Wirtschaft/Karriere

Ohne Matura zum Akademiker

Wer einen Lehrabschluss hat, hat eine fertige Berufsausbildung. Wozu sollte man dann an die Uni gehen? Die Antwort ist einfach: Weil es, neben dem hohen Wert der persönlichen Weiterbildung, in Österreich fast unmöglich ist, die Karriereleiter ohne akademischen Titel zu erklimmen – heute noch mehr als früher. Höherqualifizierung liegt voll im Trend.

Seit Jahren wird versucht Bildungswege durchlässiger zu gestalten. "Es muss die Durchlässigkeit in die höhere berufliche Bildung besser werden", sagte Experte Thomas Mayr, Direktor des Instituts für Bildungsforschung kürzlich im KURIER-Interview. Damit der Weg, den ein Teenager gewählt hat, keine Sackgasse ist. Und damit das Image der Lehre endlich gehoben wird.

Tatsächlich sind immer mehr österreichische Studienanfänger Nichtmaturanten.

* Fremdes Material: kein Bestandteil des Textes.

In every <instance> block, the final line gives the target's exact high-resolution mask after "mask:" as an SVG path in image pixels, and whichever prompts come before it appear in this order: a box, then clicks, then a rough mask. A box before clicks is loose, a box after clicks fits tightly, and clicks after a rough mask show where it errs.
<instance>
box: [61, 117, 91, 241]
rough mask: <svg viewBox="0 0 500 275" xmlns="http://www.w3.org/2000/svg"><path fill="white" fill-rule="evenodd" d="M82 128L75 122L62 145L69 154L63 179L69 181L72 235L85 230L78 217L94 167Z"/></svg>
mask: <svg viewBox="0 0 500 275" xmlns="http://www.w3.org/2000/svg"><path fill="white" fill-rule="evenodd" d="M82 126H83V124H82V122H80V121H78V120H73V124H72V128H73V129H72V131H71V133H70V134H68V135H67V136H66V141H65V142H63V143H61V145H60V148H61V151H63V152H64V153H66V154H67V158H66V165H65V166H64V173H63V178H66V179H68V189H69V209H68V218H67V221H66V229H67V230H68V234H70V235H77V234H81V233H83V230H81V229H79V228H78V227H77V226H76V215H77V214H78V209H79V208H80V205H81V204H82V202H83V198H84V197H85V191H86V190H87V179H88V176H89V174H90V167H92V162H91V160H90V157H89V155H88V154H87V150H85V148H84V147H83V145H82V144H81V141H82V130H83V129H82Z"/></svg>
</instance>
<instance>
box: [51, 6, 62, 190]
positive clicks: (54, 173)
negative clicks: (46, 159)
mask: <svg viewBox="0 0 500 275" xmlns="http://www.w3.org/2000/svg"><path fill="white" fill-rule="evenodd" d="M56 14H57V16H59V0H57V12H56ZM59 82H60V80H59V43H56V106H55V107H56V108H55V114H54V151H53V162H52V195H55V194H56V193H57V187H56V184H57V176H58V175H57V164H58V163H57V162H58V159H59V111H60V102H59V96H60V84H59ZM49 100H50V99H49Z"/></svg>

Der Anteil hat sich laut Studierendensozialerhebung des Instituts für Höhere Studien (IHS) im vergangenen Jahrzehnt auf zehn Prozent verdoppelt.

Viel Einsatz

Einer von ihnen ist Andreas Pieber: Er besuchte die Hotelfachschule, merkte recht schnell, dass es nicht das war, was er suchte. Alsdann machte er die Lehre zum Großhandelskaufmann.

Nach dem Lehrabschluss wurde er Shopmanager bei A1, dann für acht Jahre selbst Franchisepartner. Seit Oktober 2014 ist Andreas Pieber in der Post AG Category Manager in Wien. Als Draufgabe studiert er seit vergangenem Herbst an der Fachhochschule des bfi Wien Technisches Vertriebsmanagement. "Wer sich nicht weiterbildet, der wird nicht weiterkommen", erklärt der 35-Jährige. "Es ist schwierig, ohne akademischen Abschluss in gewisse Positionen zu kommen, vor allem in Großkonzernen", sagt er.

Um studieren zu können machte Andreas Pieber die Studienberechtigungsprüfung: "Es war eine Herausforderung. Speziell, da ich bereits seit 17 Jahren aus dem Schulsystem draußen war. Für mein Studium musste ich Zusatzprüfungen in Englisch und Mathematik ablegen" erklärt er. Pieber lernte, schaffte die Studienberechtigungsprüfung und die FH-Aufnahmeprüfung. Mit Volldampf ging es weiter: Vollzeit berufstätig hatte er im ersten Semester bis zu fünf Mal pro Woche Lehrveranstaltungen. Mittlerweile ist er im 2. Semester und kriegt nicht genug. Nach dem Bachelor will er noch den Master machen.

Akademisierung light

Die Lehre, sagt Andreas Pieber, ist immer ein guter Weg. Das wird von vielen anders gesehen, denn seit Jahren schon leidet die Lehre unter einem Imageproblem. Einer Prognose zufolge soll die Anzahl der Lehranfänger von derzeit 35.000 auf 26.000 im Jahr 2025 sinken. Um diesen Trend aufzuhalten und die Lehre wieder attraktiver zu machen, führt ein Weg über die Öffnung des tertiären Ausbildungsbereichs.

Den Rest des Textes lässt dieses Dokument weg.